- Judges can approve computer search warrants without a location
- Senator vows to overturn rule he says undermines privacy
The U.S. Supreme Court adopted a rule making it easier for the FBI to access computers remotely when their locations are unknown, a move privacy advocates say gives the bureau the power to hack into thousands of computers.
The change issued by the top court Thursday lets judges issue search warrants for computers that may not be located within their jurisdictions. U.S. officials have portrayed the change as a common-sense administrative revision that’s needed because criminals increasingly use technology to hide their true locations.
“The use of remote searches is often the only mechanism available to law enforcement to identify and apprehend" criminals, Justice Department spokesman Peter Carr said in an e-mail.

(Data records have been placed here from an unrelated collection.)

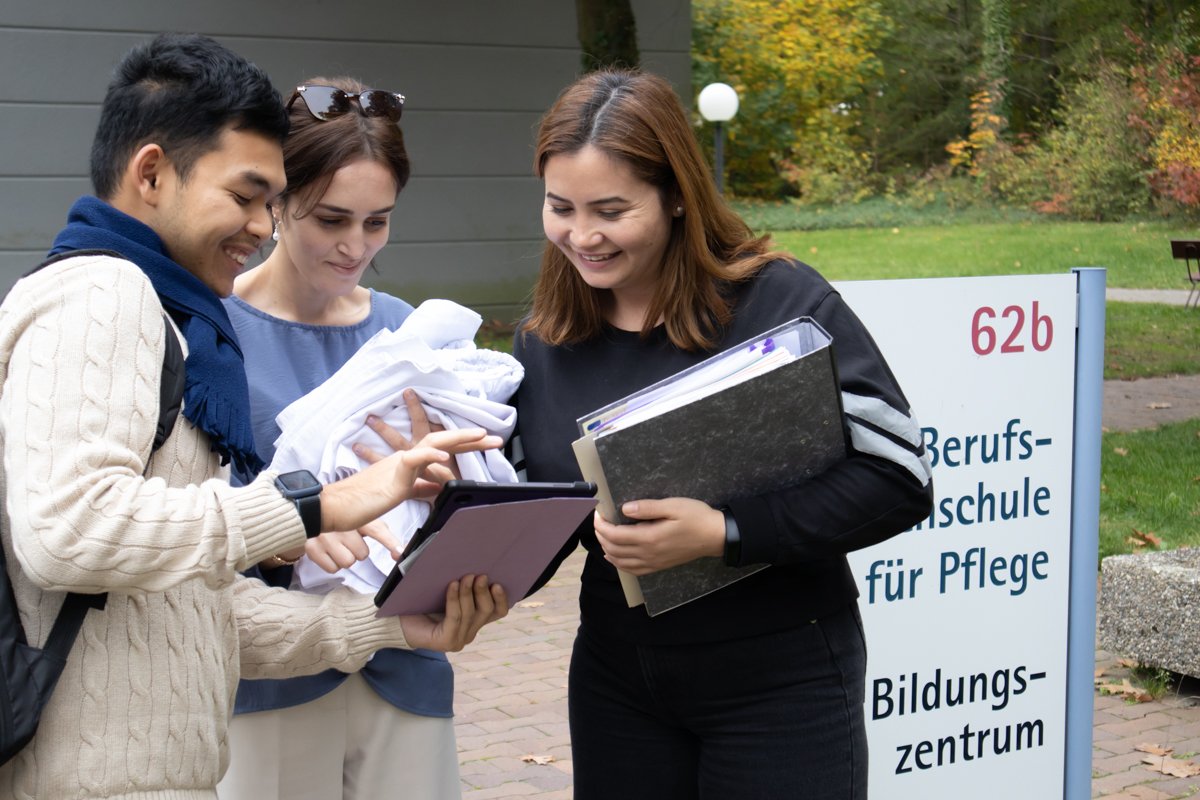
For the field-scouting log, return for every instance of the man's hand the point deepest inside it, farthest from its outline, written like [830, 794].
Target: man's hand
[335, 551]
[471, 605]
[420, 427]
[354, 501]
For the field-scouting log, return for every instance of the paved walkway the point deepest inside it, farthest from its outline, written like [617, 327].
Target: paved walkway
[511, 683]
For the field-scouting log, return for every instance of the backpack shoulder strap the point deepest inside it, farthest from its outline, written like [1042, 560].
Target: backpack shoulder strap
[171, 401]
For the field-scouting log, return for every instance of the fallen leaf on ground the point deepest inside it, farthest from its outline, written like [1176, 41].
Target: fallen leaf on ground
[541, 761]
[1143, 539]
[1171, 767]
[1127, 690]
[1155, 750]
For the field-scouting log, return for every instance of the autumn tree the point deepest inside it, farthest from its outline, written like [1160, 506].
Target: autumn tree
[801, 68]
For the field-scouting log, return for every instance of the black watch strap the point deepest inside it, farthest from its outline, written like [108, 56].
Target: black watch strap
[303, 488]
[732, 540]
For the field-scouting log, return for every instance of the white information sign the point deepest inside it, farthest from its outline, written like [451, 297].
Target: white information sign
[966, 614]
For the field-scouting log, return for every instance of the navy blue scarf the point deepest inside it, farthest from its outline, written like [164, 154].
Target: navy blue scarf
[216, 397]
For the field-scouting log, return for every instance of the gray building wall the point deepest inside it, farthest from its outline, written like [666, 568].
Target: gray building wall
[477, 74]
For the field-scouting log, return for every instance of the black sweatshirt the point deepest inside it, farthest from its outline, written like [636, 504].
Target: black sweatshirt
[804, 530]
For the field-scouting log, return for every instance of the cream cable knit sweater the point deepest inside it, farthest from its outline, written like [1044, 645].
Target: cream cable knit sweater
[142, 709]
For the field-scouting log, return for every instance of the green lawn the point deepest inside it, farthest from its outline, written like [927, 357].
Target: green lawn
[1150, 483]
[1151, 479]
[1137, 256]
[1149, 340]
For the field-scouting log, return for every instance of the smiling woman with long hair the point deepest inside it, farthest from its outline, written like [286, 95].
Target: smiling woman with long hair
[299, 317]
[755, 690]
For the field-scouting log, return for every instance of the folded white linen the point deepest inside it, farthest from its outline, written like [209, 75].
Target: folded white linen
[459, 385]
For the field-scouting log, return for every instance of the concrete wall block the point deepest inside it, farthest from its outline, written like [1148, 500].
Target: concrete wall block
[1147, 608]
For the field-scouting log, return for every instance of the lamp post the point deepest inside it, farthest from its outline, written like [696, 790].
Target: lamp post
[718, 103]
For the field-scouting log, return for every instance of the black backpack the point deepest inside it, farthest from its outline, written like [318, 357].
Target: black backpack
[28, 674]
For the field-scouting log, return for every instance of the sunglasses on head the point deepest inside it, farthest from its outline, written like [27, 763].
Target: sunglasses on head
[327, 102]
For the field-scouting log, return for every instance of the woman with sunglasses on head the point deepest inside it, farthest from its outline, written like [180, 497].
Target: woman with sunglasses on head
[299, 317]
[755, 690]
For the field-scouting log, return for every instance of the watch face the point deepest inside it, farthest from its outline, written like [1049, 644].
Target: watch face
[299, 482]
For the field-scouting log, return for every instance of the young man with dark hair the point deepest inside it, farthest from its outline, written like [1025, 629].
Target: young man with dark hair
[185, 162]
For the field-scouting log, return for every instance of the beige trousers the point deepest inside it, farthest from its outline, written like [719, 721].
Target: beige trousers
[349, 744]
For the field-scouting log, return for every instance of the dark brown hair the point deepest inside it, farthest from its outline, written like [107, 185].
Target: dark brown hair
[316, 149]
[636, 118]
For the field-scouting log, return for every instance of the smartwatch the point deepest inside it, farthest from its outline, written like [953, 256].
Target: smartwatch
[732, 540]
[303, 488]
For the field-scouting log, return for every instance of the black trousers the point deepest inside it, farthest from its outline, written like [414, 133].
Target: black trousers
[772, 716]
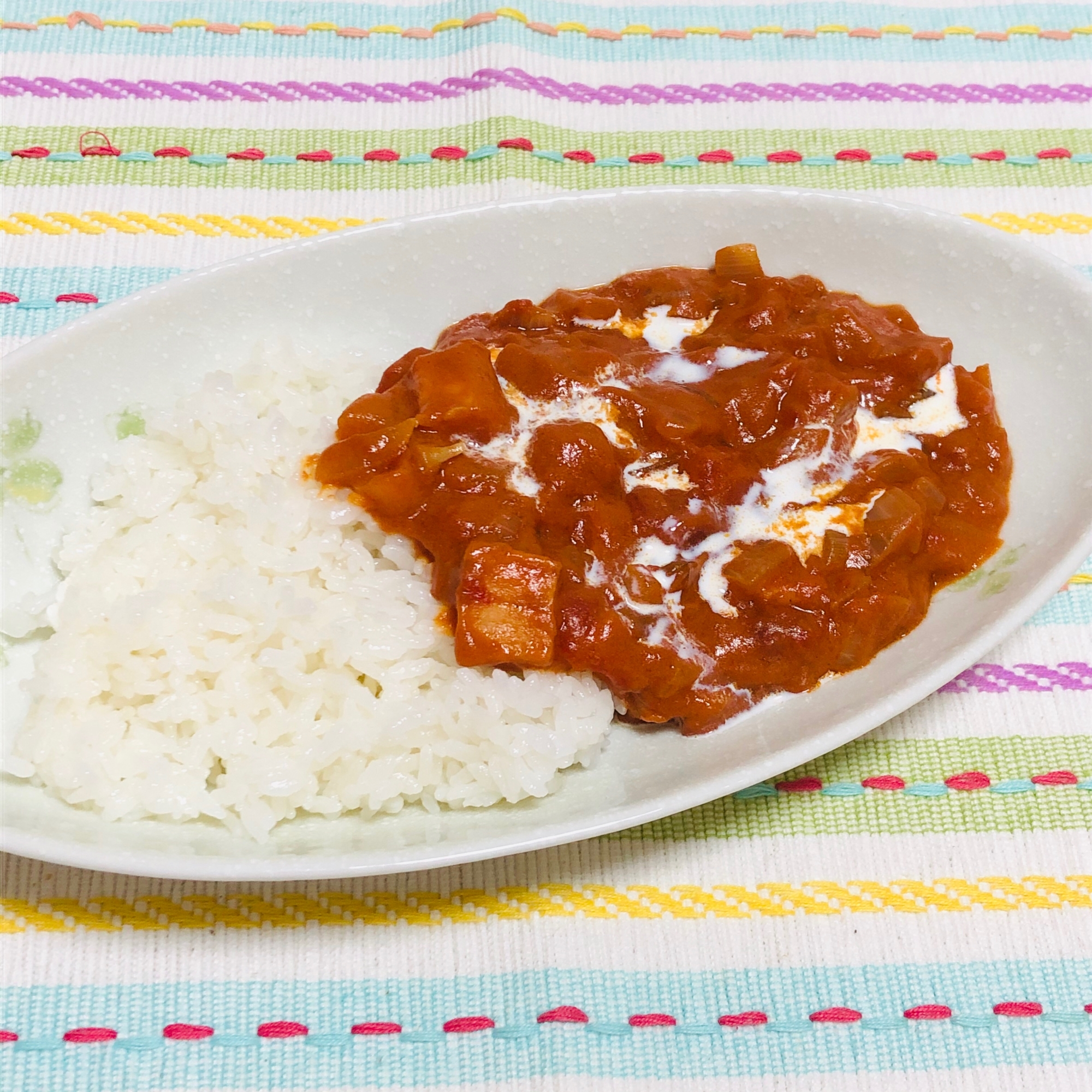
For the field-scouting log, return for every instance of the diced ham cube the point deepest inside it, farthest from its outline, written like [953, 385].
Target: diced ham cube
[505, 606]
[459, 394]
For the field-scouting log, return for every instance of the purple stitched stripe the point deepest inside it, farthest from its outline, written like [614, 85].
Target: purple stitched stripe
[643, 94]
[994, 679]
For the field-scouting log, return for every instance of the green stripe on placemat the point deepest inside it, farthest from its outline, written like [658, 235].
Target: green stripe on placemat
[942, 793]
[471, 153]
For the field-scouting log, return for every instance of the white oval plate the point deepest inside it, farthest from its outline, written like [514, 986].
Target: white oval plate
[387, 288]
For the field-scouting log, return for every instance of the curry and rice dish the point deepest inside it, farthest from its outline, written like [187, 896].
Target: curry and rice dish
[663, 500]
[704, 486]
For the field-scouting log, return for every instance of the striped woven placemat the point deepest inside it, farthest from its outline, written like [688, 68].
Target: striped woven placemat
[913, 904]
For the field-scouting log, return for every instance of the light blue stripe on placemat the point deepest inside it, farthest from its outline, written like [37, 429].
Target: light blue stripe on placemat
[39, 287]
[574, 45]
[430, 1059]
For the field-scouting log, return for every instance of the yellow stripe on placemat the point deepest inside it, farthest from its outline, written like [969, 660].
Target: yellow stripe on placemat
[287, 228]
[173, 224]
[1039, 223]
[294, 910]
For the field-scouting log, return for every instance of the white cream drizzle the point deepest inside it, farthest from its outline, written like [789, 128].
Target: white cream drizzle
[937, 416]
[654, 476]
[664, 334]
[513, 447]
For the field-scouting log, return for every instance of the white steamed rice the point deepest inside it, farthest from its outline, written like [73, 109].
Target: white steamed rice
[231, 645]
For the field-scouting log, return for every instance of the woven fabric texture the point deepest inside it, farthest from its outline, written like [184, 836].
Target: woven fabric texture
[913, 911]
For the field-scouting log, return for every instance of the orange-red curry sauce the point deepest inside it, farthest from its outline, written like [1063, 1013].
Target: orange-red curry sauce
[563, 474]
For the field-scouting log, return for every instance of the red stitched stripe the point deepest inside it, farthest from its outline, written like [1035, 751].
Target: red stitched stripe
[837, 1015]
[801, 786]
[187, 1031]
[968, 782]
[753, 1019]
[564, 1014]
[886, 781]
[1019, 1010]
[469, 1024]
[1055, 778]
[376, 1028]
[929, 1013]
[91, 1036]
[652, 1020]
[282, 1029]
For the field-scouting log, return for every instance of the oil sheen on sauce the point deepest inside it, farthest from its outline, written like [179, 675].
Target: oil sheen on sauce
[706, 486]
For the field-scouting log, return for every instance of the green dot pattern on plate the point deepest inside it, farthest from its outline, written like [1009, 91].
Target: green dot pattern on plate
[128, 423]
[20, 434]
[32, 482]
[991, 579]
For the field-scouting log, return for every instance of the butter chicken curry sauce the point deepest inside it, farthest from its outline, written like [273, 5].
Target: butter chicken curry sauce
[706, 486]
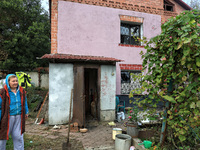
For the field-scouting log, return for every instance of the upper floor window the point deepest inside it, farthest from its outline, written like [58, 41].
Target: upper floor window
[130, 32]
[168, 6]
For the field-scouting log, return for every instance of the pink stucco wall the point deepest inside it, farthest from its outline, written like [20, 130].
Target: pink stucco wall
[94, 30]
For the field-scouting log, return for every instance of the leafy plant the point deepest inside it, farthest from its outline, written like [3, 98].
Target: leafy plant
[172, 65]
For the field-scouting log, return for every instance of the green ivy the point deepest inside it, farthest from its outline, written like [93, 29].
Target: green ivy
[174, 56]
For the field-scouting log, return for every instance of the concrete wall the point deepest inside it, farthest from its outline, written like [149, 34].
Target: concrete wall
[107, 93]
[61, 81]
[94, 30]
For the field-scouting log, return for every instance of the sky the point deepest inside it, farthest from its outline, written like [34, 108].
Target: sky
[45, 3]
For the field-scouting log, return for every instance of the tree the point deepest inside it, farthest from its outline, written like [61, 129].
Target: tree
[172, 62]
[195, 4]
[25, 34]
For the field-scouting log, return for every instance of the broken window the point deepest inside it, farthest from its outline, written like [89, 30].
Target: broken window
[168, 6]
[127, 82]
[130, 32]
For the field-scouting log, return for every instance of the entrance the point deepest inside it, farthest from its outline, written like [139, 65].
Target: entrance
[86, 94]
[91, 93]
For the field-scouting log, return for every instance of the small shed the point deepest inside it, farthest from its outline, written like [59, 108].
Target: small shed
[93, 80]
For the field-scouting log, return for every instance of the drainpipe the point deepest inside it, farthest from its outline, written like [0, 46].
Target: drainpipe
[164, 124]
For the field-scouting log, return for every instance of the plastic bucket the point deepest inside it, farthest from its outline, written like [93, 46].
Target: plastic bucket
[122, 142]
[132, 130]
[115, 132]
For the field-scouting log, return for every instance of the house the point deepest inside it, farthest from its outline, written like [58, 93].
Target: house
[94, 48]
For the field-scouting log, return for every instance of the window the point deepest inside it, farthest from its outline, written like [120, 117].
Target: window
[130, 32]
[127, 82]
[168, 6]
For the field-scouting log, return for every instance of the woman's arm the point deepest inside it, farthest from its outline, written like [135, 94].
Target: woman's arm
[26, 108]
[0, 107]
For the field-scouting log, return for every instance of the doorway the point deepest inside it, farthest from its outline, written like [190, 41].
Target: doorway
[86, 103]
[91, 93]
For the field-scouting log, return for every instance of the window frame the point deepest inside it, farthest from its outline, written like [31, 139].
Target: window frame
[168, 4]
[129, 82]
[130, 25]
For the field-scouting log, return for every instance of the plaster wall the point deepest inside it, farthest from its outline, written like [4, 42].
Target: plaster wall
[94, 30]
[108, 91]
[61, 82]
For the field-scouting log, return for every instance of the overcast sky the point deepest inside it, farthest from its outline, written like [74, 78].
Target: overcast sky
[45, 3]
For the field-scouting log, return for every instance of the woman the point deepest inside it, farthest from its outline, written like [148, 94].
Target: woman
[13, 111]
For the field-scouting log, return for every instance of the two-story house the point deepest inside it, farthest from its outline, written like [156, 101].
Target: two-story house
[94, 48]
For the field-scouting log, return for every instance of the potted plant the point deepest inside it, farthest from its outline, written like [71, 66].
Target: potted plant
[132, 125]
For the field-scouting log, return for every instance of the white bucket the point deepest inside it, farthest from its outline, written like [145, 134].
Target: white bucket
[122, 142]
[115, 132]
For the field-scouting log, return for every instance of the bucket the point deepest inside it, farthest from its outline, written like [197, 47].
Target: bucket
[122, 142]
[115, 132]
[132, 130]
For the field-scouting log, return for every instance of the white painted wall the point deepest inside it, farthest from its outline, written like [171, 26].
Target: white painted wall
[61, 82]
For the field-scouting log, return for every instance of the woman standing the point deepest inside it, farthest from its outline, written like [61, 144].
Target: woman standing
[13, 111]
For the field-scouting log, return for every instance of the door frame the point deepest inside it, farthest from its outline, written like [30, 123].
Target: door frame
[79, 89]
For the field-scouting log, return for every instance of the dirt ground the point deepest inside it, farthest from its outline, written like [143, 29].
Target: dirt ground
[98, 137]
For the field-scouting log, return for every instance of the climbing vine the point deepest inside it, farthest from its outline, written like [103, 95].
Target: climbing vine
[172, 65]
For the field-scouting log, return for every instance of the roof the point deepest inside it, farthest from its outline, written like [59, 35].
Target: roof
[70, 57]
[183, 4]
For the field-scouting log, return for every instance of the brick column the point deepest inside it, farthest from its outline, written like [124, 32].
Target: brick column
[54, 26]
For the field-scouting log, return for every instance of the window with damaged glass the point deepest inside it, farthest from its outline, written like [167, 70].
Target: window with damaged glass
[127, 81]
[168, 6]
[130, 33]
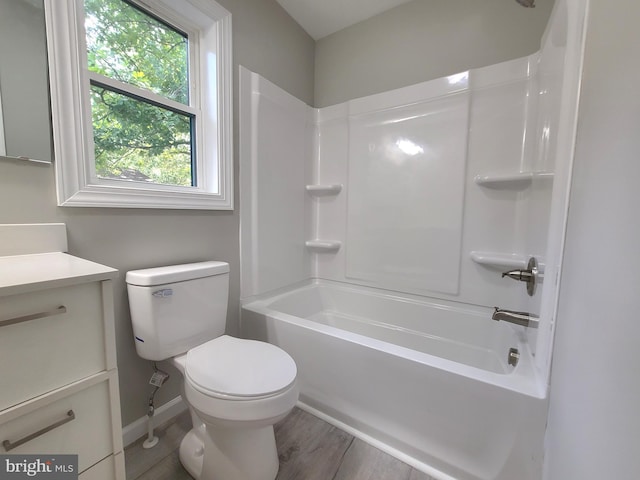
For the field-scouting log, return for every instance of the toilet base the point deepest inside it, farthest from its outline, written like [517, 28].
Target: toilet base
[192, 451]
[230, 453]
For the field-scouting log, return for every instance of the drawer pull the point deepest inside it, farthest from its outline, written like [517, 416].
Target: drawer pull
[34, 316]
[11, 445]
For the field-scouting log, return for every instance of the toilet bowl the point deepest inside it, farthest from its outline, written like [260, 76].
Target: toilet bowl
[235, 389]
[234, 407]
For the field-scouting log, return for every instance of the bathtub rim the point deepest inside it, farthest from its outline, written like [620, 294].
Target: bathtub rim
[523, 379]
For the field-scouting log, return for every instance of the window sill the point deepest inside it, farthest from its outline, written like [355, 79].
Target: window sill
[122, 197]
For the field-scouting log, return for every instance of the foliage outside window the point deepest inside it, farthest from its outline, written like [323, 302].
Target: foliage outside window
[154, 123]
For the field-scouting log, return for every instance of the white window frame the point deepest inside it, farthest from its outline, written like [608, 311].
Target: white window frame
[76, 181]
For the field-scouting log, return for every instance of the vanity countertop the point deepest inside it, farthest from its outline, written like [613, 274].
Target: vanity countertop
[27, 273]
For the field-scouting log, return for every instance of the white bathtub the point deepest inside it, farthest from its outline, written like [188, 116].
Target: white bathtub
[426, 382]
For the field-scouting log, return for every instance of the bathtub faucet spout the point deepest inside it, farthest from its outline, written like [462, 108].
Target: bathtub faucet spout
[524, 319]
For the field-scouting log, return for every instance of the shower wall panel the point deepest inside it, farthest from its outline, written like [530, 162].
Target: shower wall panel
[406, 194]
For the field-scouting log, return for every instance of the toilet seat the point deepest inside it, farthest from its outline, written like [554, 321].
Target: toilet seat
[230, 368]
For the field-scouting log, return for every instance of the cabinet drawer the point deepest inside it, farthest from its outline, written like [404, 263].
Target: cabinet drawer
[51, 428]
[49, 339]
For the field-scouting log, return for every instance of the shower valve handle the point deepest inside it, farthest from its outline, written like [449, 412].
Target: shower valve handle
[528, 276]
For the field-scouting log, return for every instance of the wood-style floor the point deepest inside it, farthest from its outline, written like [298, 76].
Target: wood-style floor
[309, 449]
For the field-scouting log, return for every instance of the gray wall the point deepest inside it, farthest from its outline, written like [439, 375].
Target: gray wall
[266, 40]
[594, 420]
[422, 40]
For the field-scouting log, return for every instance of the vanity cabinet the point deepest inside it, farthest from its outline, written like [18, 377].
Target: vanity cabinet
[58, 376]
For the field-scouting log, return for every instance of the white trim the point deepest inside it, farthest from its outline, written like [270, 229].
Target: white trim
[138, 428]
[3, 147]
[72, 137]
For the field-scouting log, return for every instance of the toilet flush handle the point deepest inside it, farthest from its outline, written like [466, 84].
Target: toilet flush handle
[165, 292]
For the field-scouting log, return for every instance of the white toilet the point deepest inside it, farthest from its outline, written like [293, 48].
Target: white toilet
[236, 389]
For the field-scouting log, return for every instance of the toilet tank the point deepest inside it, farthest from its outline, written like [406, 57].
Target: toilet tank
[178, 307]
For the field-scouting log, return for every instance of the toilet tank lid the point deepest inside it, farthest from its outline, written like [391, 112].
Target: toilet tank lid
[175, 273]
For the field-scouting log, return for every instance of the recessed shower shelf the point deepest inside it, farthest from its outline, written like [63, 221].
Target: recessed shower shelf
[323, 190]
[511, 181]
[500, 260]
[323, 245]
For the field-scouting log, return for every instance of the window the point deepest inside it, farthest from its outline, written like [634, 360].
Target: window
[141, 101]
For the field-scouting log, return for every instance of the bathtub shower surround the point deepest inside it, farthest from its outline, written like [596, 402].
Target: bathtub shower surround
[374, 235]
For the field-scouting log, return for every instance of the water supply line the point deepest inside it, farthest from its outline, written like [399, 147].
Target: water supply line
[158, 378]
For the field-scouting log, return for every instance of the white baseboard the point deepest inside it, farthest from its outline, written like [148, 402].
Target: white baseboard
[164, 413]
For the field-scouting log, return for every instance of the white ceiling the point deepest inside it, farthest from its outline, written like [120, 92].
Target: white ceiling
[324, 17]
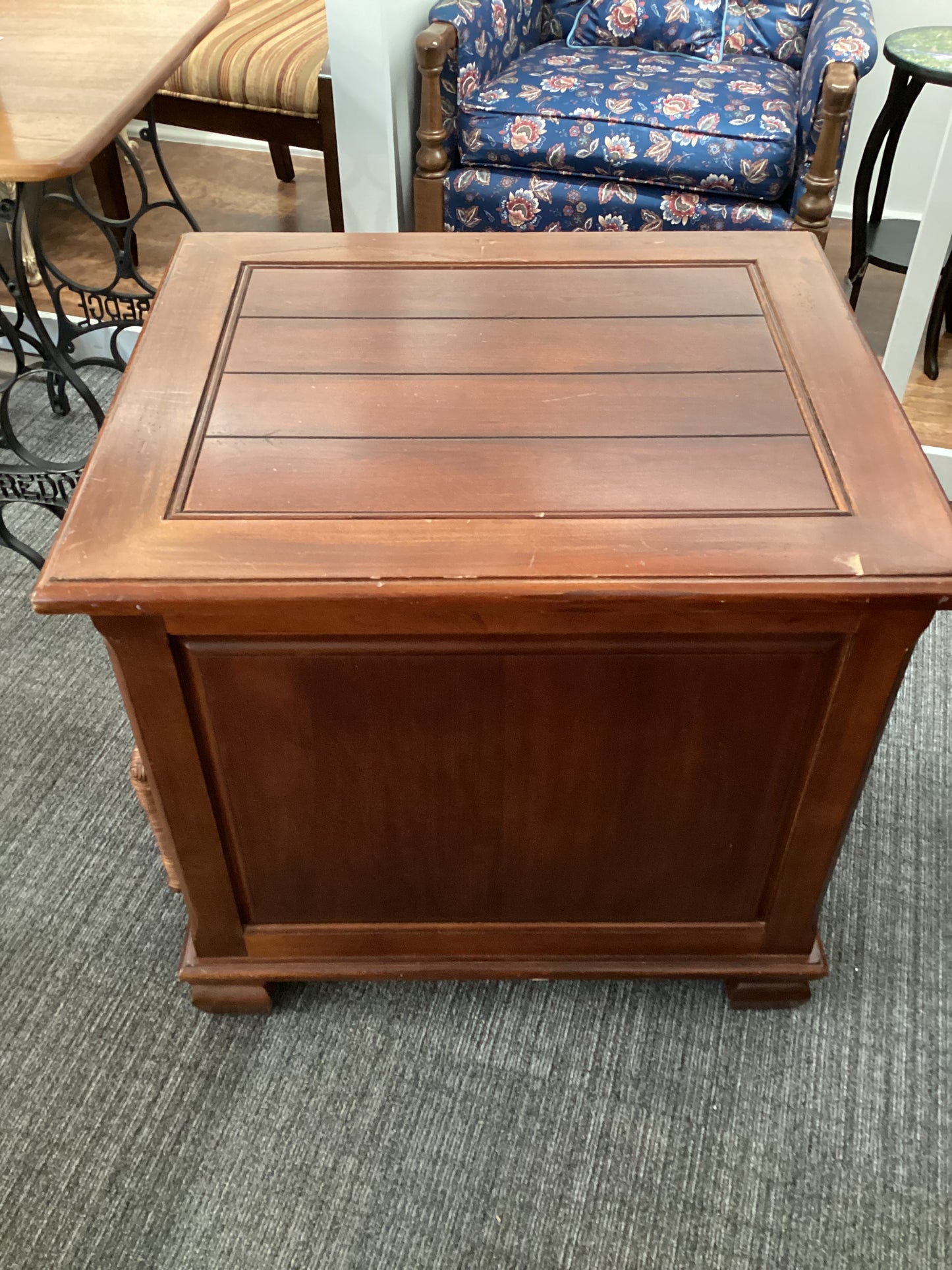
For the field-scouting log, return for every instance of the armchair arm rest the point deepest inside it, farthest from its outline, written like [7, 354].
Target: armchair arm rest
[490, 34]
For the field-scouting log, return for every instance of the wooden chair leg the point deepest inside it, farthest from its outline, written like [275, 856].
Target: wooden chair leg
[329, 144]
[433, 46]
[111, 188]
[282, 160]
[813, 212]
[144, 793]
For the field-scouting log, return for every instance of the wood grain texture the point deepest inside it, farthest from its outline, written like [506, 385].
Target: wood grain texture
[501, 346]
[509, 293]
[507, 476]
[75, 71]
[457, 784]
[120, 545]
[526, 405]
[400, 743]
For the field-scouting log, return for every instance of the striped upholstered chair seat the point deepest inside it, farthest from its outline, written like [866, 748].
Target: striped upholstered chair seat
[267, 55]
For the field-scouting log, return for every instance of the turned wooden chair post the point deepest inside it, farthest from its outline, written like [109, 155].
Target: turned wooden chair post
[433, 46]
[815, 206]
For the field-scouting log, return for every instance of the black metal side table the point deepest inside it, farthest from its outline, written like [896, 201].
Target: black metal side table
[922, 55]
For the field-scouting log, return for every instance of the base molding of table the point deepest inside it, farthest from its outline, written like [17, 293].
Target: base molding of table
[753, 979]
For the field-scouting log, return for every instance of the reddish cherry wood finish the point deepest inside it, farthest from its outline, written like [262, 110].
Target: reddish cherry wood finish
[504, 606]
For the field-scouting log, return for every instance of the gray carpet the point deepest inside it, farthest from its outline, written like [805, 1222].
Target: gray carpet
[516, 1127]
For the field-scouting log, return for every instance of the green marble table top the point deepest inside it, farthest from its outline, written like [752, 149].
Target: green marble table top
[924, 52]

Remote access refers to accessing computers over the Internet.
The government wouldn’t be authorized “to undertake any search or seizure, or use any remote search technique, not already permitted under current law" or have additional powers to conduct searches outside the U.S., Carr said.
The change, which amended Rule 41 of the Federal Rules of Criminal Procedure, was submitted to Congress by the Supreme Court. The amendment will go into effect on Dec. 1 unless Congress acts to stop it.
Senator Ron Wyden, an Oregon Democrat, has vowed to introduce legislation to reverse the new computer search rule.
It “will have significant consequences for Americans’ privacy and the scope of the government’s powers to conduct remote surveillance and searches of electronic devices," Wyden said in a statement.
“The government would now be able to obtain a single warrant to access and search thousands or millions of computers at once; and the vast majority of the affected computers would belong to the victims, not the perpetrators, of a cybercrime," Wyden said.